Audit an existing Sim knowledge base connector against the service API docs and repository conventions, then report and fix issues in auth, config fields, pagination, document mapping, tags, and registry entries. Use when validating or repairing code in `apps/sim/connectors/{service}/`.
Audit an existing Sim knowledge base connector against the service API docs and repository conventions, then report and fix issues in auth, config fields, pagination, document mapping, tags, and registry entries. Use when validating or repairing code in `apps/sim/connectors/{service}/`.
Validate Connector Skill
You are an expert auditor for Sim knowledge base connectors. Your job is to thoroughly validate that an existing connector is correct, complete, and follows all conventions.
Your Task
When the user asks you to validate a connector:
Read the service's API documentation (via Context7 or WebFetch)
Read the connector implementation, OAuth config, and registry entries
Cross-reference everything against the API docs and Sim conventions
Report all issues found, grouped by severity (critical, warning, suggestion)
Fix all issues after reporting them
Step 1: Gather All Files
Read every file for the connector — do not skip any:
apps/sim/connectors/{service}/meta.ts # ConnectorMeta — client-safe metadata (icon, name, auth, configFields, tagDefinitions)
apps/sim/connectors/{service}/{service}.ts # Connector implementation — spreads the meta + runtime functions
apps/sim/connectors/{service}/index.ts # Barrel export
apps/sim/connectors/registry.server.ts # Server-only full registry entry (CONNECTOR_REGISTRY; full connector)
apps/sim/connectors/registry.ts # Client-safe meta registry entry (CONNECTOR_META_REGISTRY)
apps/sim/connectors/types.ts # ConnectorMeta / ConnectorConfig interfaces, ExternalDocument, etc.
apps/sim/connectors/utils.ts # Shared utilities (computeContentHash, htmlToPlainText, etc.)
apps/sim/lib/oauth/oauth.ts # OAUTH_PROVIDERS — single source of truth for scopes
apps/sim/lib/oauth/utils.ts # getCanonicalScopesForProvider, getScopesForService, SCOPE_DESCRIPTIONS
apps/sim/lib/oauth/types.ts # OAuthService union type
apps/sim/components/icons.tsx # Icon definition for the service
If the connector uses selectors, also read:
apps/sim/hooks/selectors/registry.ts # Selector key definitions
apps/sim/hooks/selectors/types.ts # SelectorKey union type
apps/sim/lib/workflows/subblocks/context.ts # SELECTOR_CONTEXT_FIELDS
Step 2: Pull API Documentation
Fetch the official API docs for the service. This is the source of truth for:
Endpoint URLs, HTTP methods, and auth headers
Required vs optional parameters
Parameter types and allowed values
Response shapes and field names
Pagination patterns (cursor, offset, next token)

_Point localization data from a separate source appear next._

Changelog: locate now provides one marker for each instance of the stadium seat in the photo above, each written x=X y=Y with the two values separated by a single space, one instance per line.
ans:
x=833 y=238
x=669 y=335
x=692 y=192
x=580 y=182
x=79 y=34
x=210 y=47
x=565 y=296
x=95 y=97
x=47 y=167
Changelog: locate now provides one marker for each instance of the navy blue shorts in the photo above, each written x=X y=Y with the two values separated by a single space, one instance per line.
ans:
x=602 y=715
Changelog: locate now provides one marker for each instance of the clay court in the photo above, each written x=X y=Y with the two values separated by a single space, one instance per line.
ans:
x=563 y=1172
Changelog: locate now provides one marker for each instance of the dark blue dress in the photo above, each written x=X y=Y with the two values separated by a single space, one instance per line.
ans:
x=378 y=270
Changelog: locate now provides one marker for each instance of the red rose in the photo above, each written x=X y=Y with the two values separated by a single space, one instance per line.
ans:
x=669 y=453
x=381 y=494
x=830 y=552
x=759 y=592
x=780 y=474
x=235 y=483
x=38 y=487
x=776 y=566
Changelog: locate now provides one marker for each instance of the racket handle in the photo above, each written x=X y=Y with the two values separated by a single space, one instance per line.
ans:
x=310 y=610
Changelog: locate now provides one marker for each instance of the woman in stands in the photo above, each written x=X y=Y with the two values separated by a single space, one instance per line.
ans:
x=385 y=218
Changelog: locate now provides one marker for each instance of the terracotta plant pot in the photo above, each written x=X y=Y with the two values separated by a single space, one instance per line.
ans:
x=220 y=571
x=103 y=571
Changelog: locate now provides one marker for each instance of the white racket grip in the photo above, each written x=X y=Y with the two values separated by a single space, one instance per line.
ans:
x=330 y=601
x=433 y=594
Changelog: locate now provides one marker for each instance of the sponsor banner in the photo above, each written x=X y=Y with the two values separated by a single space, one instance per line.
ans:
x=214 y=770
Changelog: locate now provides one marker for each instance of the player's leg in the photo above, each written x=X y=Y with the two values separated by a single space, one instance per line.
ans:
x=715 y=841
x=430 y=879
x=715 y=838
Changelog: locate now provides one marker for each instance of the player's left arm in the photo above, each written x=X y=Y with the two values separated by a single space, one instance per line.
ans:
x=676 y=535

Rate limits and error formats
OAuth scopes and their meanings
Use Context7 (resolve-library-id → query-docs) or WebFetch to retrieve documentation. If both fail, note which claims are based on training knowledge vs verified docs.
Hard Rule: No Guessed Source Schemas
If the service docs do not clearly show document list responses, document fetch responses, metadata fields, or pagination shapes, you MUST tell the user instead of guessing.
Do NOT infer document fields from unrelated endpoints
Do NOT guess pagination cursors or response wrappers
Do NOT assume metadata keys that are not documented
Do NOT treat probable shapes as validated
If a schema is unknown, validation must explicitly recommend:
sample API responses,
live test credentials, or
trimming the connector to only documented fields.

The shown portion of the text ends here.